* Dan Hinkel takes a look at the latest data on where Chicago's guns come from; it lines up with data from previous years:

The research shows that some 29 percent of the guns recovered on Chicago’s streets between 2008 and the end of March were bought in the Cook County suburbs. Lake County, Ind., was the second largest source, accounting for six percent of the weapons, and other counties surrounding Chicago – including Lake County, Ill., and Will, DuPage and Kane counties – were also in the top 10 sources.

[snip]

Ander said she was surprised by the percentage of guns that came from Illinois, rather than from neighboring states with comparatively relaxed gun laws. About 42 percent of the guns came from Illinois.

Perhaps surprising, but as I wrote awhile back, it's easy enough to get a gun in Illinois that convenience of location appears to be the most important factor (it's easier to buy guns in other states, but it adds complications to trafficking them). What was surprising to me was the percentage of guns that come all the way from Mississippi, likely a matter of social connections.

* How's it so easy to get guns? A good piece by Frank Main delves into the method David Bernstein found in his "Biography of a Gun" piece: straw purchasers.

Straw purchasers like Spencer have clean records that allow them to get an Illinois firearm owner’s identification card.
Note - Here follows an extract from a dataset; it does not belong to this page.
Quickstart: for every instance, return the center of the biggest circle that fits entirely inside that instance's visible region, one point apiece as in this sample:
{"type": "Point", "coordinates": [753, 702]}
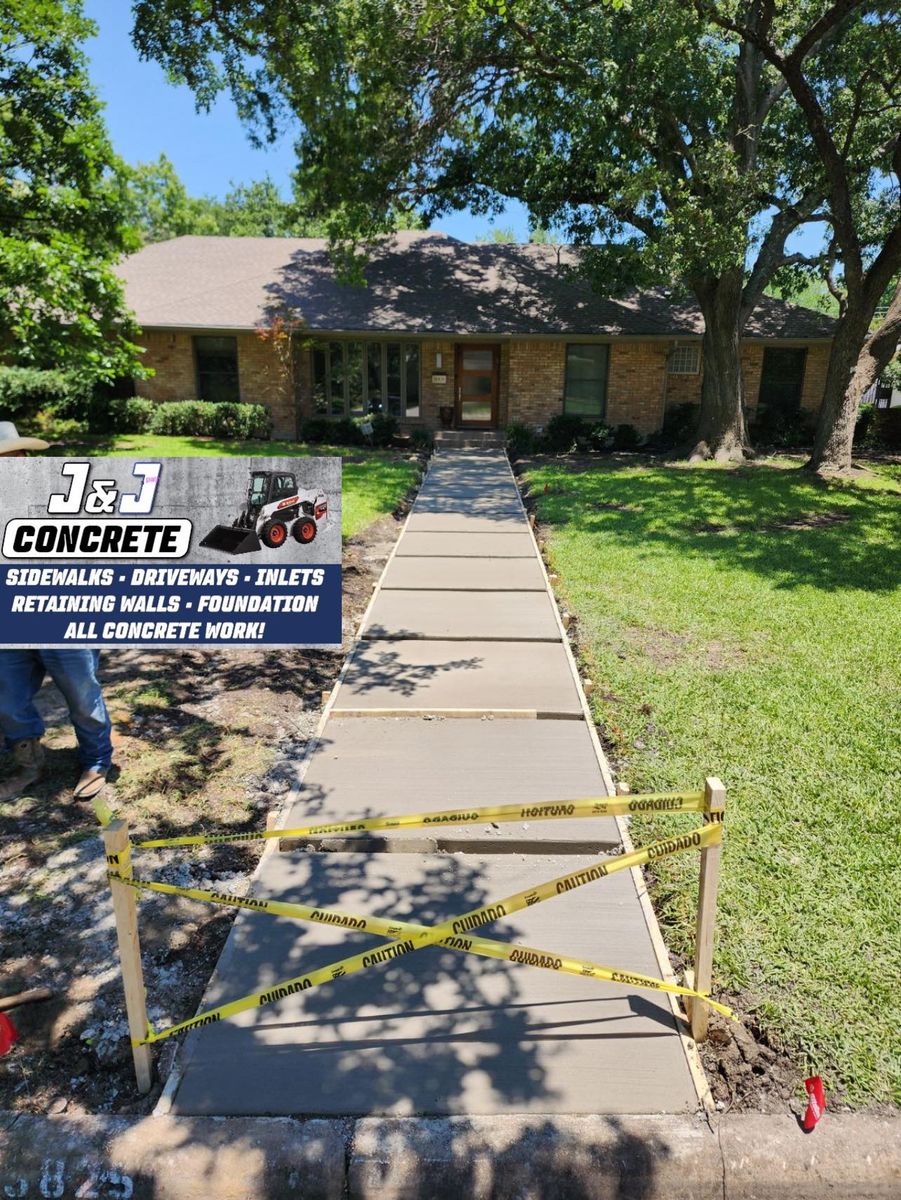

With a FOID card, they can purchase guns for people banned from owning them. They sign a federal form saying they’re the “actual” buyer when they really aren’t.

That's all it takes. It's practically the same loophole gangsters used to get guns back in the 1930s.

Main also looks at why so many of our guns—not a high percentage in general, but high given its distance—come from Mississippi: "In Mississippi, gun owners are not required to go through a state background check to obtain a permit, as they are in Illinois. They only have to present a valid driver’s license or state ID to a gun store, which still must perform a federally required background check."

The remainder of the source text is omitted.